A versatile FEM framework with native GPU scalability via globally-applied AD
Mohit Pundir, Flavio Lorez, David S. Kammer
TL;DR
This work addresses the long-standing tension between expressive, energy-based finite-element formulations and scalable computation on modern accelerators. It introduces tatva, a monolithic energy-centric FEM framework that differentiates a single global energy functional to obtain residuals and tangents, combining matrix-free Jacobian–vector products with graph-coloring-based sparse differentiation to achieve $\mathcal{O}(N)$ scaling on GPUs. The approach supports a wide range of problems, including multi-point constraints, mixed-dimensional couplings, and data-driven models such as Neural Constitutive Modeling (NCM) and Neural-Operator Element Methods (NOEM), all within a single differentiable pipeline. Performance results show linear scaling up to tens of millions of degrees of freedom with high throughput, significantly outperforming traditional scatter-add assembly in many regimes. The open-source tatva library enables broad adoption for AI-augmented, variational mechanics on contemporary hardware.
Abstract
Energy-based finite-element formulations provide a unified framework for describing complex physical systems in computational mechanics. In these energy-based methods, the governing equations can be obtained directly by considering the derivatives of a single global energy functional. While Automatic Differentiation (AD) can be used to automate the generation of these derivatives, current frameworks face a clear trade-off based primarily on the scale upon which the AD method is applied. Globally applied AD offers high expressivity but cannot currently be scaled to large problems. Locally applied AD scales well through traditional assembly methods, but the variety of physics and couplings that the framework can easily represent is more limited than the global approach.
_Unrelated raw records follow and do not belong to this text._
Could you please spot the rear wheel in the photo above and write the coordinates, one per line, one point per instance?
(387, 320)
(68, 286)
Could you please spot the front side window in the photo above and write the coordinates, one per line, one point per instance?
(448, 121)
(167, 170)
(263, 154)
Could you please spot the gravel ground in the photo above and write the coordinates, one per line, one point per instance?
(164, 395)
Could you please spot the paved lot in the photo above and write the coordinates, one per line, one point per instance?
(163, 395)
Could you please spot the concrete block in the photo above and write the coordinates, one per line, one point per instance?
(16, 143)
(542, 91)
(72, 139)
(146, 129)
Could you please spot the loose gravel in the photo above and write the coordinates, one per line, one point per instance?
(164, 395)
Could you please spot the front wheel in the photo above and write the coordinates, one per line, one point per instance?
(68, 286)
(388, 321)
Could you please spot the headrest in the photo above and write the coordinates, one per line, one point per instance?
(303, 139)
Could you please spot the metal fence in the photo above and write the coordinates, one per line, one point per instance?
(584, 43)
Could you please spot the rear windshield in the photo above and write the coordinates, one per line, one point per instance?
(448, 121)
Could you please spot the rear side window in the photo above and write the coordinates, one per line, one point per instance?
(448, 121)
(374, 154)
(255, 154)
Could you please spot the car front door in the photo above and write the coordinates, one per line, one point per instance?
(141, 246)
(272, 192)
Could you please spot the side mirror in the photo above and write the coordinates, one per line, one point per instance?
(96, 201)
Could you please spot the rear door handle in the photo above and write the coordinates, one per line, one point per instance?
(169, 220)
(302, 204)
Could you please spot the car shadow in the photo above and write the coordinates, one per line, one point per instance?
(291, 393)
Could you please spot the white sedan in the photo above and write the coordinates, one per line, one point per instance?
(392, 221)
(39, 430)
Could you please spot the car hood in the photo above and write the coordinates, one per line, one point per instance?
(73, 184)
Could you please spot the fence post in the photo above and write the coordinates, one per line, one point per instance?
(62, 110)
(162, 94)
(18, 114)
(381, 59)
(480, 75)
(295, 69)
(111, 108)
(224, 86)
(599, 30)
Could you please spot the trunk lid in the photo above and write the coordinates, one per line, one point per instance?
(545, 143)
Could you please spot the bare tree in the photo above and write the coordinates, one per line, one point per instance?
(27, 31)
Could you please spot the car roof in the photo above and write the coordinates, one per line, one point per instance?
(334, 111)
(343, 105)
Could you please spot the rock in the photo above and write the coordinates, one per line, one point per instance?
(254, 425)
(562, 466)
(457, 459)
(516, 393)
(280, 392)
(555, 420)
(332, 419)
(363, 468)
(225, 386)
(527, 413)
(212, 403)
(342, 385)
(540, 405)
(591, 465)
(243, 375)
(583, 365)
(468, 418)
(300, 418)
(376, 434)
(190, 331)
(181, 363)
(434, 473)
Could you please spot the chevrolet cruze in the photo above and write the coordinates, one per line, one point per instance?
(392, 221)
Here, we introduce an energy-centric framework tatva (https://github.com/smec-ethz/tatva) that defines the physics of a problem as a single global functional and applies AD globally to generate residual and tangent operators. By leveraging Jacobian-vector products for matrix-free solvers and coloring-based sparse differentiation for materializing sparse tangent stiffness matrices when needed, our flexible design scales linearly with the problem size on GPUs. We demonstrate that our framework can handle large problems (with millions of degrees of freedom) without memory exhaustion. Additionally, it offers a unified, fully differentiable methodology that can address a wide range of problems, including multi-point constraints, mixed-dimensional coupling, and the incorporation of neural networks, while maintaining high performance and scalability on modern GPU architectures.